Of course even this is reflective of the human experience as a whole, and getting to REALLY KNOW somebody, so TNG's hardly not worth the adventure.
But Star Trek is about exploration, and exploration if it's not going to be about Western imperialist patriarchal capital-hunting expansionism has got to be about discovering things sure, within – the whole "test your mettle against nature and other Man Versus" angles – but also frankly about drawing maps. And then being shocked to find out somebody else has drawn that map and drawn imaginary lines on it indicating conflict.
Defaulting The Neutral Zone isn't going to cut it.
This isn't really about Evolution.
Nor do the nanomachines actually evolve, really, do they? Evolution by way of the guiding hand of a wunderkind human? That's just the Hand of God, isn't it? It's a common literary trap that because nothing in the story is randomly placed there … nothing in the diagetic narrative is actually random. Destiny alert.

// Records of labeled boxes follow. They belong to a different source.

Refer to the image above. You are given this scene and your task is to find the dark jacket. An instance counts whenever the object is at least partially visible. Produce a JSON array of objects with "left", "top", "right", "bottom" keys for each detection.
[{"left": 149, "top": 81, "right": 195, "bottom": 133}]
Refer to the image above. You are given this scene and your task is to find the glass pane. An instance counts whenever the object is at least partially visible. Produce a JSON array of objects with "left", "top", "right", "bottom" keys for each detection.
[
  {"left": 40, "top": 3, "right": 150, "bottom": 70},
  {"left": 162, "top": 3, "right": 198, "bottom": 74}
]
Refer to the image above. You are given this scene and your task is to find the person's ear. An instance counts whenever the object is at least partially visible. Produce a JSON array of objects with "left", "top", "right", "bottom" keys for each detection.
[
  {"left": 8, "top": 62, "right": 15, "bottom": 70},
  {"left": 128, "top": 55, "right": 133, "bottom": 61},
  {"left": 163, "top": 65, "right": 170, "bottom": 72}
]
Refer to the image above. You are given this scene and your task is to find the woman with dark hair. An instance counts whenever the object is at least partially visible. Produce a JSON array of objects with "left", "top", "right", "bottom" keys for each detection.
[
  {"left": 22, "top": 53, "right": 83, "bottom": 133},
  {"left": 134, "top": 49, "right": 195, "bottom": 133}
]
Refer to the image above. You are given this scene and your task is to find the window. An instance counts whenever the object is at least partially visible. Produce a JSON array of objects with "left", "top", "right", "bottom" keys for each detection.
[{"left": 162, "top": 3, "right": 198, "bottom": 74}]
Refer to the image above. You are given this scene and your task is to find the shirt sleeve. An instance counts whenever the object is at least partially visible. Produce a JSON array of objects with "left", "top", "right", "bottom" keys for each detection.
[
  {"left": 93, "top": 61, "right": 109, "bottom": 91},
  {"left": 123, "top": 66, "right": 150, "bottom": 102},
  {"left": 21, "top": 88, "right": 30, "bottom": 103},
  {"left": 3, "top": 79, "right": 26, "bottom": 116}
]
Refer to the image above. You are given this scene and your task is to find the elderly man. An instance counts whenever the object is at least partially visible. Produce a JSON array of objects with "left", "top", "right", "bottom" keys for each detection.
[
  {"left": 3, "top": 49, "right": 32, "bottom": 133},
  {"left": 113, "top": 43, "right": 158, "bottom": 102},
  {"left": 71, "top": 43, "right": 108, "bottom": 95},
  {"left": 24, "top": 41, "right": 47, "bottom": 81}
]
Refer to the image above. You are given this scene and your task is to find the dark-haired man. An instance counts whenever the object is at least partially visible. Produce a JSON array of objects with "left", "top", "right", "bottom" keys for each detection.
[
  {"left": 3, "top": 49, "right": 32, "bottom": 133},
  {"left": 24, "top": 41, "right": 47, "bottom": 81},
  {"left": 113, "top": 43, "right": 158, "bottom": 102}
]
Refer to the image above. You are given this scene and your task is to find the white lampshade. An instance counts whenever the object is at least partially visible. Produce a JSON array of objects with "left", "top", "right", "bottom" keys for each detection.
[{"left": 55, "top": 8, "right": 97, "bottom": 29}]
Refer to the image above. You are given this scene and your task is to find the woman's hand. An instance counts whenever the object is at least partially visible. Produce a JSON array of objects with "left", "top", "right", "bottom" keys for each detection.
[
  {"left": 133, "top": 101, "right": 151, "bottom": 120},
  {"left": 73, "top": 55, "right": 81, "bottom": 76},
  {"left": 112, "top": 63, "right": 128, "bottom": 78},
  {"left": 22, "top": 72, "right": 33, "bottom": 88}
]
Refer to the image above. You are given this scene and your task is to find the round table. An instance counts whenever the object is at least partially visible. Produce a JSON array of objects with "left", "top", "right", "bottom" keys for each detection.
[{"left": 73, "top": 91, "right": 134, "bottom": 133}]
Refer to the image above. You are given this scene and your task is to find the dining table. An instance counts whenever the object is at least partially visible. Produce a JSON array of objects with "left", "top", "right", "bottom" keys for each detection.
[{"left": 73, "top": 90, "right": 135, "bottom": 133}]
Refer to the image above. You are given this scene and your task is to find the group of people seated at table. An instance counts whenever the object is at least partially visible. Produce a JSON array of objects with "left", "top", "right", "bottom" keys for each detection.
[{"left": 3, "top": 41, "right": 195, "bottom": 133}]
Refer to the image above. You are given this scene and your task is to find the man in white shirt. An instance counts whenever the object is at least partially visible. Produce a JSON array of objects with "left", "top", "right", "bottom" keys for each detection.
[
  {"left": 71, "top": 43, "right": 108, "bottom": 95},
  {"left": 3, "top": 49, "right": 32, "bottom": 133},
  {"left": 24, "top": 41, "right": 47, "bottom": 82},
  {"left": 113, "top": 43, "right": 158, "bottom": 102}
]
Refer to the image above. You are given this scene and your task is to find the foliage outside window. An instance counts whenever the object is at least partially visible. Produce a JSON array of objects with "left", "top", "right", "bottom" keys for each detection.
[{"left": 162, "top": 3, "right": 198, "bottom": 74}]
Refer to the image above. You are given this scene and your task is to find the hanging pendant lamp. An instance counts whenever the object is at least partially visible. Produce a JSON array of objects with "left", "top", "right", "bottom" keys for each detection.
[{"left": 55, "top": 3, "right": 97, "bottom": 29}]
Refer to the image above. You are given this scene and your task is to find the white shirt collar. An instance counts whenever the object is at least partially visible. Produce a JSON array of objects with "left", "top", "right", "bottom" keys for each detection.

Bad enough Wesley is a chosen one archetype.
Daru
January 26, 2015 @ 10:52 pm
One of the things I loved in this episode (maybe the only one) was the images of the binary stars – beautiful, and they have stayed with me. That opening sequence is pretty wondrous and amazing too and was a huge part of my teens into twenties. Great to hear the discussion about the influence of Michael Piller beginning, and I don't have much more to say about Wesley as it's all been said above.